Musei, direttori sempre più manager
È partito in piena estate la seconda corsa alla direzione dei musei autonomi. Dopo la nomina, arrivata a luglio, dei cosiddetti “superdirettori” per i cinque istituti di prima fascia in attesa – Galleria dell’Accademia di Firenze e Musei del Bargello, Museo Archeologico Nazionale di Napoli, Museo Nazionale Romano, Musei Reali di Torino e Parco Archeologico del Colosseo –, il ministero della Cultura ha pubblicato a inizio agosto il bando per altri 14 musei.

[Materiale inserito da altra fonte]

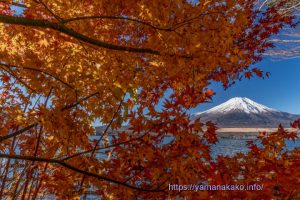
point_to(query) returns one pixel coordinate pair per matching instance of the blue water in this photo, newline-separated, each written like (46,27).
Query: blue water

E mentre si apre il totonomi per luoghi come il Pantheon e Castel Sant’Angelo, il Palazzo Reale di Napoli e il parco archeologico di Ercolano, l’Arts and culture knowledge centre di Sda Bocconi fa il punto su chi siano stati fino ad ora i direttori museali e su come sia cambiata la leadership dei luoghi della cultura in questi dieci anni di riforma Franceschini.
La nuova ricerca, condotta sui curricula degli 88 direttori (tra incarichi in corso, conclusi o ad interim), mostra un cambio di paradigma: il direttore “umanista puro” lascia spazio a un profilo ibrido sempre più manageriale. Se nel 2015 il 95% delle nomine dichiarava competenze culturali legate a ricerca e curatela, nel 2024 la quota è scesa al 76 per cento. Al contrario, quasi il 90% dei vertici oggi vanta skill manageriali, sviluppate sul campo tra governance, gestione del personale e partnership strategiche.

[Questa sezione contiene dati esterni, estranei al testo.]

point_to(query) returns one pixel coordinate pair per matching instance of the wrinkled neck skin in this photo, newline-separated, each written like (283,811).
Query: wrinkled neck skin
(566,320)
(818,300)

Un segnale che non cancella il sapere specialistico, ma evidenzia come ormai guidare un museo significhi anche saper programmare, finanziare, misurare, coinvolgere pubblici e sponsor. «Oggi servono leader culturali e manager pubblici capaci di combinare con la stessa forza visione e capacità gestionale», spiegano dalla Bocconi i professori Alex Turrini e Marco Luchetti. Un cambio di paradigma in linea con le sfide del settore: dalla digitalizzazione alle campagne di fundraising, fino alla gestione di flussi turistici sempre più complessi.
L’identikit dei direttori
La “svolta manageriale” riguarda anche la struttura dei percorsi: la durata media degli incarichi è di 6,2 anni, dato superiore alla durata contrattuale standard dei mandati, di quattro anni. Inoltre, più della metà dei direttori è stata confermata per un secondo mandato. Si nota quindi una tendenza alla continuità, anche se la mobilità interna tra i musei – che si traduce in scambio di competenze – resta bassa: solo tre direttori, dopo il bis, sono passati a un’altra istituzione statale.